To achieve high parallelism at the downstream operator do I rebalance the kafka stream ? Could you give me an example please.

Regards,

Vijay

On Fri, Aug 14, 2020 at 12:50 PM Robert Metzger <[hidden email]> wrote:

Hi,

Also, can we increase parallel processing, beyond the number of kafka partitions that we have, without causing any overhead ?

Yes, the Kafka sources produce a tiny bit of overhead, but the potential benefit of having downstream operators at a high parallelism might be much bigger.

How large is a large payload in your case?

Best practices:
Try to understand what's causing the performance slowdown: Kafka or S3 ?
You can do a test where you read from kafka, and write it into a discarding sink.
Likewise, use a datagenerator source, and write into S3.

Do the math on your job: What's the theoretical limits of your job: https://www.ververica.com/blog/how-to-size-your-apache-flink-cluster-general-guidelines

Hope this helps,
Robert

On Thu, Aug 13, 2020 at 11:25 PM Vijayendra Yadav <[hidden email]> wrote:
Hi Team,

I am trying to increase throughput of my flink stream job streaming from kafka source and sink to s3. Currently it is running fine for small events records.

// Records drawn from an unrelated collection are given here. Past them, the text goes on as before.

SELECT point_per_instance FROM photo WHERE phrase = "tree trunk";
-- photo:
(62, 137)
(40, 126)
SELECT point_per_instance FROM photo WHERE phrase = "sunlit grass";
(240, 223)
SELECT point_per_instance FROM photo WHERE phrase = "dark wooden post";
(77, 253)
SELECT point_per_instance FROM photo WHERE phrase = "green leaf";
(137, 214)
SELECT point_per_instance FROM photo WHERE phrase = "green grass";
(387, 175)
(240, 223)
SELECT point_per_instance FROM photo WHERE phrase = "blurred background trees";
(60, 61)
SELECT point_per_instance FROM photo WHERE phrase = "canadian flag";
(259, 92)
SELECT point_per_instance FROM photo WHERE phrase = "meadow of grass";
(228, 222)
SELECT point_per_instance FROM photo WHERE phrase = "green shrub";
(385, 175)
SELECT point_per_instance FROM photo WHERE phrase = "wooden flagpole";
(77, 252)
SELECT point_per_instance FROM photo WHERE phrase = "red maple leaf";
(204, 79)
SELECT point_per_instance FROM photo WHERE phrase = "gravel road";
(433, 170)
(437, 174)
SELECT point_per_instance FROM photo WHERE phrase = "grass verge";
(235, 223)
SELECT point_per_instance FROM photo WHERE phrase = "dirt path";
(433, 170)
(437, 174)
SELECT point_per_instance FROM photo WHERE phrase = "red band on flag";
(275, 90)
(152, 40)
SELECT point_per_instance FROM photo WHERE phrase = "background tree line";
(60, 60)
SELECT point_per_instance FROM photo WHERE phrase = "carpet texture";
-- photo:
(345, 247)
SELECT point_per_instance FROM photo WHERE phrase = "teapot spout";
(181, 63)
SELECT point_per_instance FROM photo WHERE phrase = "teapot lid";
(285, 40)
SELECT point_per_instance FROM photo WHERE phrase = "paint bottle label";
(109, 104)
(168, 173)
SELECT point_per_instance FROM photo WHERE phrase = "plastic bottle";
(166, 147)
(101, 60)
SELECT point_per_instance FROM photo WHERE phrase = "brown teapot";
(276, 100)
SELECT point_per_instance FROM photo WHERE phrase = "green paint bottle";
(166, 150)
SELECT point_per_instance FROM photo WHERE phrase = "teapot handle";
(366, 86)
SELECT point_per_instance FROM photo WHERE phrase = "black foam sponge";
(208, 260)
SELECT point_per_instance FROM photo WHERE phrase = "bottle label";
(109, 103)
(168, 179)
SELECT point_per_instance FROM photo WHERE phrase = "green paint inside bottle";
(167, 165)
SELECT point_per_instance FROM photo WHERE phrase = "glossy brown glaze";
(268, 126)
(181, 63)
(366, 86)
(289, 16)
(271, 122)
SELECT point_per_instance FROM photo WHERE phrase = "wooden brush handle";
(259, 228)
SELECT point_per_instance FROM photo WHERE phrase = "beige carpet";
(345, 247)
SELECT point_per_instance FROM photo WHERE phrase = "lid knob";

But records with large payloads are running extremely slow like at rate 2 TPS.

Could you provide some best practices to tune?
Also, can we increase parallel processing, beyond the number of kafka partitions that we have, without causing any overhead ?

Regards,
Vijay

Vijayendra Yadav

Re: Performance Flink streaming kafka consumer sink to s3

Hi, Do you think there can be any issue with Flinks performance, with 400Kb up to 1 MB payload record sizes ? my Spark streaming seems to be doing better. Are there any recommended configurations or increasing parallelism to improve Flink streaming using flink kafka connect?

Regards,

Vijay

On Fri, Aug 14, 2020 at 2:04 PM Vijayendra Yadav <[hidden email]> wrote:

Hi Robert,

Thanks for information. payloads so far are 400KB (each record).
To achieve high parallelism at the downstream operator do I rebalance the kafka stream ? Could you give me an example please.

Regards,
Vijay

On Fri, Aug 14, 2020 at 12:50 PM Robert Metzger <[hidden email]> wrote:
Hi,

Also, can we increase parallel processing, beyond the number of kafka partitions that we have, without causing any overhead ?

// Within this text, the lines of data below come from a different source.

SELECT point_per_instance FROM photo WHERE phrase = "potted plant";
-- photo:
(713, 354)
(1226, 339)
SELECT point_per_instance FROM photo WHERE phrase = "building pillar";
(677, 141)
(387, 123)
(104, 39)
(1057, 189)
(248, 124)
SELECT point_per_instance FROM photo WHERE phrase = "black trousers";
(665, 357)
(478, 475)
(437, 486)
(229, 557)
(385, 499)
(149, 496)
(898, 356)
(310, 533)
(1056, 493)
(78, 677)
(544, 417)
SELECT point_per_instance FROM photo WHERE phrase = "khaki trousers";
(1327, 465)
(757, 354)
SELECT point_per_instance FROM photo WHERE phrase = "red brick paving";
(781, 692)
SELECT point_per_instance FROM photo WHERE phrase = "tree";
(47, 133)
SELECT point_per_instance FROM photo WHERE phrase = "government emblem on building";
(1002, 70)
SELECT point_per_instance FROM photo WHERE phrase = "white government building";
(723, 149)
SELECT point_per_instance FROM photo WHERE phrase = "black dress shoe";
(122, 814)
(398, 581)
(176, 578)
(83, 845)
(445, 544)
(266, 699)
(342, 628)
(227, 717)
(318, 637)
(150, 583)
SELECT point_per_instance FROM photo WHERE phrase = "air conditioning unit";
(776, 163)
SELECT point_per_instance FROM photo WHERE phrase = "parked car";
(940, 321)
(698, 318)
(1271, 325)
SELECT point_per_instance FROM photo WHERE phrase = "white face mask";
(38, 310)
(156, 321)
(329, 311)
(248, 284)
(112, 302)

Yes, the Kafka sources produce a tiny bit of overhead, but the potential benefit of having downstream operators at a high parallelism might be much bigger.

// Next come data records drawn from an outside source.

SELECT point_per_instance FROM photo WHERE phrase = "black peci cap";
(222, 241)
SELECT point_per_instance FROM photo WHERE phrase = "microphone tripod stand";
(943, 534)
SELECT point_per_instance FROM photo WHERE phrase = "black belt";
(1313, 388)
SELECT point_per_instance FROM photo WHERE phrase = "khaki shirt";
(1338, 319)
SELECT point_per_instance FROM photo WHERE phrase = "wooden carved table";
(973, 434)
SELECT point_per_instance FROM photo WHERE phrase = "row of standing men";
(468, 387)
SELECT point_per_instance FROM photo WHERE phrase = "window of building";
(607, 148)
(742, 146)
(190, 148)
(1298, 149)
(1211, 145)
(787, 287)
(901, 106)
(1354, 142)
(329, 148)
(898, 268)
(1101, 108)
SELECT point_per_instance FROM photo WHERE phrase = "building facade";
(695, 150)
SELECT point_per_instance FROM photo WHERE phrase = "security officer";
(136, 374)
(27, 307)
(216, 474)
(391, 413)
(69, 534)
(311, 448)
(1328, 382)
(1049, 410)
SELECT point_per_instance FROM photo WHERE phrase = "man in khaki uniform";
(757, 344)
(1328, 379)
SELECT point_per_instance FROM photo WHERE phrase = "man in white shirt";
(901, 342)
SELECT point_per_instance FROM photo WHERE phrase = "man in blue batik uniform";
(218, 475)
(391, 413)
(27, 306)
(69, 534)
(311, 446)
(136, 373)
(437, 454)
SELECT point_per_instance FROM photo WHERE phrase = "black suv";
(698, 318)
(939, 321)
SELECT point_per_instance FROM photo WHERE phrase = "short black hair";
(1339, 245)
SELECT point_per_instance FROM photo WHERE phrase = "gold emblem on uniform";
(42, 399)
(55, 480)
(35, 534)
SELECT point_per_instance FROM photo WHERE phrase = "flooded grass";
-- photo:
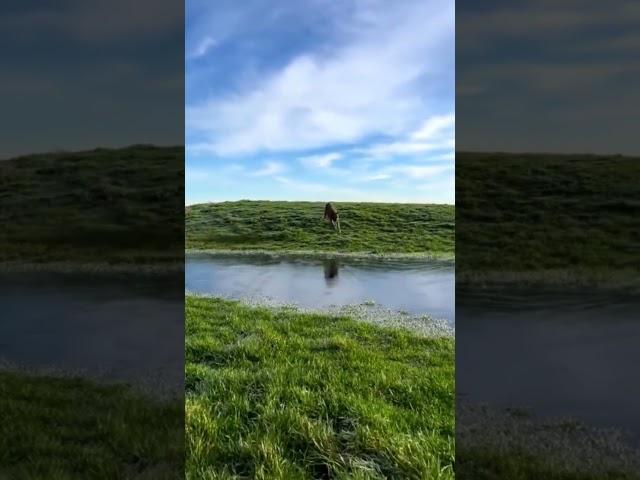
(69, 428)
(297, 228)
(289, 394)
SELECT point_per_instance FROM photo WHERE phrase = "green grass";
(66, 428)
(99, 206)
(367, 228)
(548, 214)
(289, 395)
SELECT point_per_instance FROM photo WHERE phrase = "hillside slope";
(298, 226)
(117, 206)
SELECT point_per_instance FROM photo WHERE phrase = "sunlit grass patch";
(278, 394)
(70, 428)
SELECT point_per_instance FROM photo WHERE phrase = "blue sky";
(351, 100)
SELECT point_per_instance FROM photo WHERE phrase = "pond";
(126, 328)
(417, 287)
(559, 353)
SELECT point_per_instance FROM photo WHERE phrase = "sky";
(548, 76)
(81, 74)
(320, 100)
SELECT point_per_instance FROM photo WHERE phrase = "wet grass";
(289, 395)
(564, 217)
(367, 228)
(69, 428)
(99, 206)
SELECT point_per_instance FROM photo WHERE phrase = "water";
(414, 287)
(560, 353)
(126, 328)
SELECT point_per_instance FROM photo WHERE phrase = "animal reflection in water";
(331, 268)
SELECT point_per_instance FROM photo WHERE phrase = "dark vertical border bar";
(547, 175)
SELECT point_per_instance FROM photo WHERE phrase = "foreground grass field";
(563, 216)
(64, 428)
(289, 395)
(297, 226)
(110, 206)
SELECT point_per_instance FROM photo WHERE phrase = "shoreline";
(323, 255)
(367, 312)
(619, 280)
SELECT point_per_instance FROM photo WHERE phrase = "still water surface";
(560, 353)
(127, 328)
(418, 287)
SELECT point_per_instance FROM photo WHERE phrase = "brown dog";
(331, 213)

How large is a large payload in your case?

Best practices:
Try to understand what's causing the performance slowdown: Kafka or S3 ?
You can do a test where you read from kafka, and write it into a discarding sink.
Likewise, use a datagenerator source, and write into S3.

Do the math on your job: What's the theoretical limits of your job: https://www.ververica.com/blog/how-to-size-your-apache-flink-cluster-general-guidelines

Hope this helps,
Robert

On Thu, Aug 13, 2020 at 11:25 PM Vijayendra Yadav <[hidden email]> wrote:
Hi Team,

I am trying to increase throughput of my flink stream job streaming from kafka source and sink to s3. Currently it is running fine for small events records. But records with large payloads are running extremely slow like at rate 2 TPS.

Could you provide some best practices to tune?
Also, can we increase parallel processing, beyond the number of kafka partitions that we have, without causing any overhead ?

Regards,
Vijay